Celia Dehouche

Celia Dehouche

Diplômé du programme Montage et habillage infographique – 2022

Ancienne organisatrice communautaire pour un comité de logement et détentrice d’une maîtrise en sociologie, Celia Dehouche s’est réorientée avec succès vers le domaine du montage. Diplômée de l’Institut Grasset en 2022, elle devient monteuse indépendante à peine un mois après la fin de sa formation. Elle débute comme assistante-monteuse chez les Studios MELS, puis rejoint rapidement l’équipe d’Outpost MTL.

Ce qu’elle préfère dans son métier? Créer des histoires.

En tant qu’assistante-monteuse, Celia prépare les projets de A à Z afin que les coloristes, monteurs et artistes VFX puissent entrer dans le processus sans friction. Elle trie les scènes selon le type de production (série, long-métrage, etc.), élimine les prises inutiles, détermine les points d’entrée et de sortie des séquences, et veille à l’exportation finale des projets – que ce soit pour le cinéma, la télévision, les festivals ou le Web. Elle passe ainsi la majorité de ses journées devant l’ordinateur à résoudre des problèmes techniques ou à organiser les projets.

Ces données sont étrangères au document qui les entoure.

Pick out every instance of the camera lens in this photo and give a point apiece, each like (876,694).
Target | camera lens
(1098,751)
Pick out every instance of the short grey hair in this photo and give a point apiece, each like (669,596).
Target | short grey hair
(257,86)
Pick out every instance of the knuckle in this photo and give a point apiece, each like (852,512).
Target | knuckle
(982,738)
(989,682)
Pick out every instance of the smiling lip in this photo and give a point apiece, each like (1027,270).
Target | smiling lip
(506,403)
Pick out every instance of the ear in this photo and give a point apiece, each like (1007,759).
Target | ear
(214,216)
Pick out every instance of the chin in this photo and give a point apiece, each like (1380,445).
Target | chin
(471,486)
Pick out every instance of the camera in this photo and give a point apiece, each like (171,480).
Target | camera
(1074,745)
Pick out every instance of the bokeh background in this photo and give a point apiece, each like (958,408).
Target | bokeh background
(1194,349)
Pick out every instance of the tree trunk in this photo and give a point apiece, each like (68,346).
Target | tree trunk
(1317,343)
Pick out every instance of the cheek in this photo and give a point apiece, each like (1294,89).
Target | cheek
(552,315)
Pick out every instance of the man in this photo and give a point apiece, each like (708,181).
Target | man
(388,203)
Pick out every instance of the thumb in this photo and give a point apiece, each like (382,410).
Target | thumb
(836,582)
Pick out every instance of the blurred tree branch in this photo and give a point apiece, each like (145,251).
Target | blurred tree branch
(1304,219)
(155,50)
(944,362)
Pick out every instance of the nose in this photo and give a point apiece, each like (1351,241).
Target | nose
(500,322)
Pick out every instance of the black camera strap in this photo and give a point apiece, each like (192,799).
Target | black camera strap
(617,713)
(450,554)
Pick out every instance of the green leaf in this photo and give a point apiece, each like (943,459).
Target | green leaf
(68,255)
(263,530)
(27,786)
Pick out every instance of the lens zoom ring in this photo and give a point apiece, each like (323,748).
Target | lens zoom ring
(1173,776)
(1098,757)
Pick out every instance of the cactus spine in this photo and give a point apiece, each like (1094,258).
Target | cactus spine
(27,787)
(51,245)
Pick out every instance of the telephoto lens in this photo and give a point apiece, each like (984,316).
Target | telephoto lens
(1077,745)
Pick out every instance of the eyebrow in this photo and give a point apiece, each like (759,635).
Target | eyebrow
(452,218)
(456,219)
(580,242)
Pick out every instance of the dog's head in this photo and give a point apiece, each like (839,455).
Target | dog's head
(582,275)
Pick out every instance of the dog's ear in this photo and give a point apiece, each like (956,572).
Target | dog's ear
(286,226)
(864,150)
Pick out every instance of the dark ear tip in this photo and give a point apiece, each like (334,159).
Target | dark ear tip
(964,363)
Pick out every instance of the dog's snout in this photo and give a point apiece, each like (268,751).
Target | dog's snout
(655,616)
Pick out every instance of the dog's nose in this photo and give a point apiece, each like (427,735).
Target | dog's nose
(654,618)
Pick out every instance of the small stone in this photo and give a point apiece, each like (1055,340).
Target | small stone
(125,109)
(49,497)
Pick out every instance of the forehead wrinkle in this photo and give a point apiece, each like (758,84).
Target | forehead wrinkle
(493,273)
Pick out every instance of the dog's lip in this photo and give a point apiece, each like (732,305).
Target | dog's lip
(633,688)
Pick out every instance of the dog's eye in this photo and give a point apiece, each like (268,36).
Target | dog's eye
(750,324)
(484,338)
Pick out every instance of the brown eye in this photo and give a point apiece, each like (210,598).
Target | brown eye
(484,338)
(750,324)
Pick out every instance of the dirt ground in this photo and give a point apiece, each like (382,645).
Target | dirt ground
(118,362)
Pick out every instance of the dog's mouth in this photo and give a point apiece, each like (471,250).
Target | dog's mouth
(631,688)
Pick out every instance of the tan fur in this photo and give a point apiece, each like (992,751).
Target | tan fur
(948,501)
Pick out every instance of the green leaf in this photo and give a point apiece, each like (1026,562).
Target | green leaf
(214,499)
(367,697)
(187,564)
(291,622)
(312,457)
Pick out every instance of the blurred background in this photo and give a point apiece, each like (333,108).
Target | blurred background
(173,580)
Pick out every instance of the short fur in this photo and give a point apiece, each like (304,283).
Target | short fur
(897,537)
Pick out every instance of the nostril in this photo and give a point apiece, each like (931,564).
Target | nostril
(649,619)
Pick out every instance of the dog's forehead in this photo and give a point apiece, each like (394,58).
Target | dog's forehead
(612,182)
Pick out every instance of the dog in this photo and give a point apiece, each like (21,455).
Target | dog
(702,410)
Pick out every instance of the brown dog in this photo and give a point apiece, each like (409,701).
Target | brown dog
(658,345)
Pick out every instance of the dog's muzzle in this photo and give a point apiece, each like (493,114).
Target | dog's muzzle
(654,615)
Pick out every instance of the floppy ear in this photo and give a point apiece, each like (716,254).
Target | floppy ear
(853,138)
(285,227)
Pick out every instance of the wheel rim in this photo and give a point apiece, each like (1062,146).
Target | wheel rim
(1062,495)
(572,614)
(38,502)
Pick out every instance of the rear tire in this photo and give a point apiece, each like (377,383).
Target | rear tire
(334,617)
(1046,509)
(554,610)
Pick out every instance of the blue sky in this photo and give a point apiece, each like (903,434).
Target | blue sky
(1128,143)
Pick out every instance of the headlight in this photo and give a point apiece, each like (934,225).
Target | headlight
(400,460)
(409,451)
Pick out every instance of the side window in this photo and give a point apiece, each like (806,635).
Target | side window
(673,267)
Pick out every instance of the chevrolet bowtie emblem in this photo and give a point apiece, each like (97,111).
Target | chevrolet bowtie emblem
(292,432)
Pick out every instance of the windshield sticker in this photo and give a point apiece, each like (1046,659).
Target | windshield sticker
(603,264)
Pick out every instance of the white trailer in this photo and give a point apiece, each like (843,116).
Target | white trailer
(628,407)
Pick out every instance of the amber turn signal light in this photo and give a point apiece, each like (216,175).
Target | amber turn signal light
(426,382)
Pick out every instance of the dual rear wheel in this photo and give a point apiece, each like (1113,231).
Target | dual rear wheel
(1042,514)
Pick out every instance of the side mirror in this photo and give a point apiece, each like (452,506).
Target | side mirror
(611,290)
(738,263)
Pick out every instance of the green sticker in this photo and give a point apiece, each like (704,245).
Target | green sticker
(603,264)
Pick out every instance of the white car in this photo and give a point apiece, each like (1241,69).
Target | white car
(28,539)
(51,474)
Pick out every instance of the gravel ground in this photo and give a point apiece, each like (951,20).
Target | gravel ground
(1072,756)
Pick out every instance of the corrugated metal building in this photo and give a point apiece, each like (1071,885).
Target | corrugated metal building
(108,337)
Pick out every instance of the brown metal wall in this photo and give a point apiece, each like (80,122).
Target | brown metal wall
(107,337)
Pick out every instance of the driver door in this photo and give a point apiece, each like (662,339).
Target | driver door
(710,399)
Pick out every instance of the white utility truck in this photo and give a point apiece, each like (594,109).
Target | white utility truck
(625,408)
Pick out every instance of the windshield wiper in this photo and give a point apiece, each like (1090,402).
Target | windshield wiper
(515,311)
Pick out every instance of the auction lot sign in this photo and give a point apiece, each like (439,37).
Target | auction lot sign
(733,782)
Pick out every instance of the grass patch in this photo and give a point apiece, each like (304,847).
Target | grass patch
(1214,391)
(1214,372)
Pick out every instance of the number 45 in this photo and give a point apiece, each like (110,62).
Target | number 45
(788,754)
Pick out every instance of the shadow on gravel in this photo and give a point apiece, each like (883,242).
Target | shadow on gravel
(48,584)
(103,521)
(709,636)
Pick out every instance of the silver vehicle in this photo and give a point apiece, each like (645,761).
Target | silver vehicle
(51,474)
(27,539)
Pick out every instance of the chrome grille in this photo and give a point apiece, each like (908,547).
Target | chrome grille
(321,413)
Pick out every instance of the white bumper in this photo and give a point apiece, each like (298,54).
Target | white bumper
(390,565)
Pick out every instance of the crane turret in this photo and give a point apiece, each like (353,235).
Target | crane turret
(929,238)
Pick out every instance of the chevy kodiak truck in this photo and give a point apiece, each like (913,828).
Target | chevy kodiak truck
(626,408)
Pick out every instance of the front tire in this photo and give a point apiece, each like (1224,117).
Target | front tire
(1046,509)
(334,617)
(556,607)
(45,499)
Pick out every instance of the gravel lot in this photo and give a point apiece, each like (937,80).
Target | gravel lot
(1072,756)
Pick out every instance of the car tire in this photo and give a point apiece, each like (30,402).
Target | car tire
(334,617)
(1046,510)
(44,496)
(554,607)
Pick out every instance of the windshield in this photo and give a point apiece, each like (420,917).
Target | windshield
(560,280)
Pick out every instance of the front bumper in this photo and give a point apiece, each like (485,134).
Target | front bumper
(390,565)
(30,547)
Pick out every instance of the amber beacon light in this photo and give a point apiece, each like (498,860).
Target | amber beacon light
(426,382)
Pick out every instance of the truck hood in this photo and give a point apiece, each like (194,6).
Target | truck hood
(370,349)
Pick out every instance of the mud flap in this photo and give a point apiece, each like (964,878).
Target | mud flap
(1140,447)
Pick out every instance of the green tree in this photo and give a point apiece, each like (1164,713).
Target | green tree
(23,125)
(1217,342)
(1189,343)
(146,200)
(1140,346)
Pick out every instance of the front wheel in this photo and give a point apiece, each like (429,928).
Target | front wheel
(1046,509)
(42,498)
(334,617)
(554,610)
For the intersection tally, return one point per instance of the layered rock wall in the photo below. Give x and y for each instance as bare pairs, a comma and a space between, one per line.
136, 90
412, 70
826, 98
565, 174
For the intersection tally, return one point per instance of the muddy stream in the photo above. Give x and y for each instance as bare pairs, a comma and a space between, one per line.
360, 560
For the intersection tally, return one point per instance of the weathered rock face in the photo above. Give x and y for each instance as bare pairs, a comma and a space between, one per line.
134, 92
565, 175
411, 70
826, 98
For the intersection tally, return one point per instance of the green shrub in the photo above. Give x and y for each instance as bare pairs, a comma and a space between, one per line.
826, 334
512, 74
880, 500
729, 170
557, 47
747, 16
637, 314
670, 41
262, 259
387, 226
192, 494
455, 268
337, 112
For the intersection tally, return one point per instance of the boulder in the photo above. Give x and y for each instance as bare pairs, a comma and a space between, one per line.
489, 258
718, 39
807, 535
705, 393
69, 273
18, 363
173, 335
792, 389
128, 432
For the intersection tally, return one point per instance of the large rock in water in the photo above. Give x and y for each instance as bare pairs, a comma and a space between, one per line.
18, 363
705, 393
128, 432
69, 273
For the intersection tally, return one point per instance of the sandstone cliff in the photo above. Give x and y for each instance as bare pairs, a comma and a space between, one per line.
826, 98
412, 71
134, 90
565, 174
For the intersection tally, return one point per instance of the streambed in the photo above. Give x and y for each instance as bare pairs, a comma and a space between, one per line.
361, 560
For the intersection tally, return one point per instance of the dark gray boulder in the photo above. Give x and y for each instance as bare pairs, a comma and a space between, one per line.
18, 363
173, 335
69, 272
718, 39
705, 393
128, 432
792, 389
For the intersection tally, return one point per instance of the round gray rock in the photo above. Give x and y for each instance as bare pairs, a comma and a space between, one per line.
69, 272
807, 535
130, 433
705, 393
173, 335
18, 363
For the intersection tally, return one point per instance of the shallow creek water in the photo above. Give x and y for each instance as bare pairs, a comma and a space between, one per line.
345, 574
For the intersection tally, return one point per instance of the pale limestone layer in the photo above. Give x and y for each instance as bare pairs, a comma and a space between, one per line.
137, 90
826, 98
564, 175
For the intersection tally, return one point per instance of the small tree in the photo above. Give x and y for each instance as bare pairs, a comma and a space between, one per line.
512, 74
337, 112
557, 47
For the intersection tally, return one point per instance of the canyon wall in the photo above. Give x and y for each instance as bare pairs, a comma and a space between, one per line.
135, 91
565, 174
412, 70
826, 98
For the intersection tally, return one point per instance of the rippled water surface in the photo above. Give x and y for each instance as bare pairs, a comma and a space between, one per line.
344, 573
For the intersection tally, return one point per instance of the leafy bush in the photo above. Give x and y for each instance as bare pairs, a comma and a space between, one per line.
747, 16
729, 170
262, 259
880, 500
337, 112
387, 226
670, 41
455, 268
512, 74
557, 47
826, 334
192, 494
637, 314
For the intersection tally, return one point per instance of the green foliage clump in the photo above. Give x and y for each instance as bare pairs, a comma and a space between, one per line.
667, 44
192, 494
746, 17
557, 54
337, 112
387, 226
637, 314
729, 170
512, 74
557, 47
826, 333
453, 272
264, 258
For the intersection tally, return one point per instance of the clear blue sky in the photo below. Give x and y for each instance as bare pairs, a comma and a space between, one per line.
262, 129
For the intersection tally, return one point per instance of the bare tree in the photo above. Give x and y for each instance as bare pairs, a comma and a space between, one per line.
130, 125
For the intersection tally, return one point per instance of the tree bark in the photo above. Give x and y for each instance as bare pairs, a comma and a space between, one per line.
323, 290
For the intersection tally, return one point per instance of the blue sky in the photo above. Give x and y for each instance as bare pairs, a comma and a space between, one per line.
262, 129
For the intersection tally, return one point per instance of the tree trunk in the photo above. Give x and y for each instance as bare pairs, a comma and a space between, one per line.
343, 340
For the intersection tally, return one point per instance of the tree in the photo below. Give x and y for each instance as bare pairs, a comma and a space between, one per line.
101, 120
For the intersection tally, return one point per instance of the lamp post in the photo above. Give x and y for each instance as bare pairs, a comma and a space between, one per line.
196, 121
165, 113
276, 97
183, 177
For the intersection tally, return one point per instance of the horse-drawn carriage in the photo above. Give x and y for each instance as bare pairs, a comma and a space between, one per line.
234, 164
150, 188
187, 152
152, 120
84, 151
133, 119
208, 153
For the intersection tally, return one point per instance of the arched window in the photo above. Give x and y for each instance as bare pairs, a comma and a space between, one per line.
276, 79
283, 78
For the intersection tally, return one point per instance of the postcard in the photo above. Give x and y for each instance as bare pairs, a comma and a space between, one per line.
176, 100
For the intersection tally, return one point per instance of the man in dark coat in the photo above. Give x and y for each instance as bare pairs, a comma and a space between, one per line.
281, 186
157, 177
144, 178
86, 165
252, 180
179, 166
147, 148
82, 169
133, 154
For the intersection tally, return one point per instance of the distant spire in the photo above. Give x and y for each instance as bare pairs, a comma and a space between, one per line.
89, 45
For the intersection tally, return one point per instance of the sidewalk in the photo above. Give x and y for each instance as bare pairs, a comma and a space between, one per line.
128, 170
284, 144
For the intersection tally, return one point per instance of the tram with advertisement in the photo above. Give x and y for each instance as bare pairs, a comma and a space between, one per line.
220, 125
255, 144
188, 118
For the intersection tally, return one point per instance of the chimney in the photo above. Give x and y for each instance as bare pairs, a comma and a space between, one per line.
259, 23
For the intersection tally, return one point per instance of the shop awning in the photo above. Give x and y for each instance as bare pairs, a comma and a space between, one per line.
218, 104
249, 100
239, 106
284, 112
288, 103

Celia a travaillé sur plusieurs productions québécoises d’envergure, notamment la minisérie de Xavier Dolan La nuit où Laurier Gaudreault s’est réveillé et la série Sans rendez-vous. Elle a également participé au montage de longs-métrages de fiction comme Who Do I Belong To de Meryam Joobeur et Kanaval de Henri Pardo, ainsi que de documentaires tels que Une jeunesse française et Les jours.
Ce dernier film a été particulièrement marquant pour elle. Réalisé par Geneviève Dulude-De Celles, Les jours suit une jeune femme qui apprend, une semaine avant son 29e anniversaire, qu’elle est atteinte d’un cancer du sein. Le film accompagne la protagoniste tout au long de ses traitements et de ses visites à l’hôpital. « Ce projet m’a profondément touchée. Je devais souvent revoir le film en entier pour vérifier mes exports, et chaque fois, l’émotion me submergeait à nouveau », confie Celia.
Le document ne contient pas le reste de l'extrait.